Cette concession prendra le nom de Concession de Champigneulles.

Nancy, le 26 août 1848.

Le Préfet de la Meurthe,
E. LORENTZ.


(1er Bureau.) - Avis concernant le rejet de deux demandes en concession de mines de fer, formées par MM. Lagoutte et Salmon, demeurant à Paris , et Demimuid, demeurant à Chavigny.

Par décision du 19 août 1848, prise sur l'avis du Conseil des mines, M. le Ministre des travaux publics a rejeté la demande de MM. Lagoutte et Salmon, maître de forges à Lavillette et à Paris, tendant à obtenir une concession de mines de fer dans les communes de Champigneulles et Maxéville, par le motif que ces Messieurs figurent au nombre des actionnaires de la compagnie Vivenot-Lamy, à laquelle on vient de concéder les mines dites de Champigneulles, et que la concession sollicitée par MM. Lagoutte et Salmon ayant été retranchée de cette dernière, il est permis de croire que si on accordait la concession sollicitée par les susnommés, elle ne tarderait pas à être réunie, de fait, à celle de la société Vivenot-Lamy, ce qu'il faut éviter, attendu qu'une telle combinaison serait évidemment contraire à l'intérêt public.
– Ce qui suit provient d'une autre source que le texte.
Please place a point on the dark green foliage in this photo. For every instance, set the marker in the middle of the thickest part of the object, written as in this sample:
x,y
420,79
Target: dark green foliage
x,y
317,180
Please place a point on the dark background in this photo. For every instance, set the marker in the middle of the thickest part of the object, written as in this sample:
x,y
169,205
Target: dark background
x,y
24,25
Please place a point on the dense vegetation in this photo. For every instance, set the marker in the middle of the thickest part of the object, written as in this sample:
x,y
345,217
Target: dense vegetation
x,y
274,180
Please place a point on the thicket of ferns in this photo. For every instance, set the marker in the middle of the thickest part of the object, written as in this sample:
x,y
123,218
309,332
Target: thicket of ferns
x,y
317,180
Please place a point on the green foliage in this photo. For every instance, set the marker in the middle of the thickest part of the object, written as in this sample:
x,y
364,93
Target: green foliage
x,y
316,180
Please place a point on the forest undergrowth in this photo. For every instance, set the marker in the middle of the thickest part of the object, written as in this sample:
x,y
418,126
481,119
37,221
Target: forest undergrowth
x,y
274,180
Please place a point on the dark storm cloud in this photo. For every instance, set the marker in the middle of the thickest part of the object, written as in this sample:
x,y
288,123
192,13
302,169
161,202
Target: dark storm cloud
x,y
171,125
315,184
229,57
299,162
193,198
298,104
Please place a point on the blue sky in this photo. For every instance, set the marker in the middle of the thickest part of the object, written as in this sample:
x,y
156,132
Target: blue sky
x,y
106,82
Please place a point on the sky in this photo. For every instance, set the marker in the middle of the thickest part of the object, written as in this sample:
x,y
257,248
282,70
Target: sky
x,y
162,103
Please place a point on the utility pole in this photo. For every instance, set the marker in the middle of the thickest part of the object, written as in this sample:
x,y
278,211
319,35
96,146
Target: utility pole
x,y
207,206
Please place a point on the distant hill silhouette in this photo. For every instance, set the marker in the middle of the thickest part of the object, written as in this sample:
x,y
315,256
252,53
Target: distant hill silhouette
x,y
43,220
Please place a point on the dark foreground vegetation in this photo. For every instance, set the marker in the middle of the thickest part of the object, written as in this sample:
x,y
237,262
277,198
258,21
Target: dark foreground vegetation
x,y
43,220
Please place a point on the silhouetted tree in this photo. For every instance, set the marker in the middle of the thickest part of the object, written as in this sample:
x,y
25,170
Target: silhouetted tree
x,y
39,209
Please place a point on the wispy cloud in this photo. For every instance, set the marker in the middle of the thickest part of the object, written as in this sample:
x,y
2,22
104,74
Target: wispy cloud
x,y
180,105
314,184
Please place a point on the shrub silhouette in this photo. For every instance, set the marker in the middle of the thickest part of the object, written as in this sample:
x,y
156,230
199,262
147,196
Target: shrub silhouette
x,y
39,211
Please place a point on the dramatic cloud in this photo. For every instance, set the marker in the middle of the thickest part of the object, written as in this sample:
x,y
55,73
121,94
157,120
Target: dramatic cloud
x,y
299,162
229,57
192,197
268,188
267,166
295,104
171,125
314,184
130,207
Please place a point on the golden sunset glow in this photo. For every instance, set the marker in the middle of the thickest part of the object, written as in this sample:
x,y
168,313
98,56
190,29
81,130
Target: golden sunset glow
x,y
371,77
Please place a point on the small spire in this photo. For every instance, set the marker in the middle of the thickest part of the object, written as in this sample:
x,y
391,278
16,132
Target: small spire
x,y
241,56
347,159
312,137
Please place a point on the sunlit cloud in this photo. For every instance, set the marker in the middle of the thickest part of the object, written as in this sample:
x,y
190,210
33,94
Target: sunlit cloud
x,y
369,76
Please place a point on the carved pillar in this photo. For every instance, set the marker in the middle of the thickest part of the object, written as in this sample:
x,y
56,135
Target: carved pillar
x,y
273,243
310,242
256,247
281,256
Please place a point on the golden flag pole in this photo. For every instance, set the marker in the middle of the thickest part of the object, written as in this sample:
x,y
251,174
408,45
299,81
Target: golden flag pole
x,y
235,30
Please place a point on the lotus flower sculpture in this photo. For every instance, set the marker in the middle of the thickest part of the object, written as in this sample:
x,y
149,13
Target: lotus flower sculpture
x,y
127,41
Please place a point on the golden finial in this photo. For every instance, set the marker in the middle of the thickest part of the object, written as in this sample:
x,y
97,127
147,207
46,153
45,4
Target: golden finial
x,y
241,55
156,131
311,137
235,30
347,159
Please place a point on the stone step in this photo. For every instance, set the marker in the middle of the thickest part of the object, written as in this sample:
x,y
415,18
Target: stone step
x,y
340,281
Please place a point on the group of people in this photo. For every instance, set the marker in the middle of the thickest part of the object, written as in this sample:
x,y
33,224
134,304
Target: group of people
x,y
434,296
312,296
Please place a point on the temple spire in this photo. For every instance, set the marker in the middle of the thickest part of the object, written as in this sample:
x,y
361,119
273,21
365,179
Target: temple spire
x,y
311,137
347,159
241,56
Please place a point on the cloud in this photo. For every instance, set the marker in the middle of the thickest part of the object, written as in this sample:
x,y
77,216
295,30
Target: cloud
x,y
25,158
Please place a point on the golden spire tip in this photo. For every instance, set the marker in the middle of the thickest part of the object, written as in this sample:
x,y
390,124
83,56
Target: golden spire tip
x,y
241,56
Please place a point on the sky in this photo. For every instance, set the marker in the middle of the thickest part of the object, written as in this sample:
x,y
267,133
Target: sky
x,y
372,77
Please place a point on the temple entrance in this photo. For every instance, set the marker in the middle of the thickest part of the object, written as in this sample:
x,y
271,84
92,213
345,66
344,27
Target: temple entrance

Par une seconde décision du 22 de ce mois, prise également sur l'avis du Conseil des mines, M. le Ministre des travaux publics a rejeté la demande formée par M. Demimuid, maître de forges à Chavigny, à l'effet d'obtenir la concession de gîtes de minerai de fer dans les communes de Chavigny, Messein, Neuves-Maisons et Chaligny.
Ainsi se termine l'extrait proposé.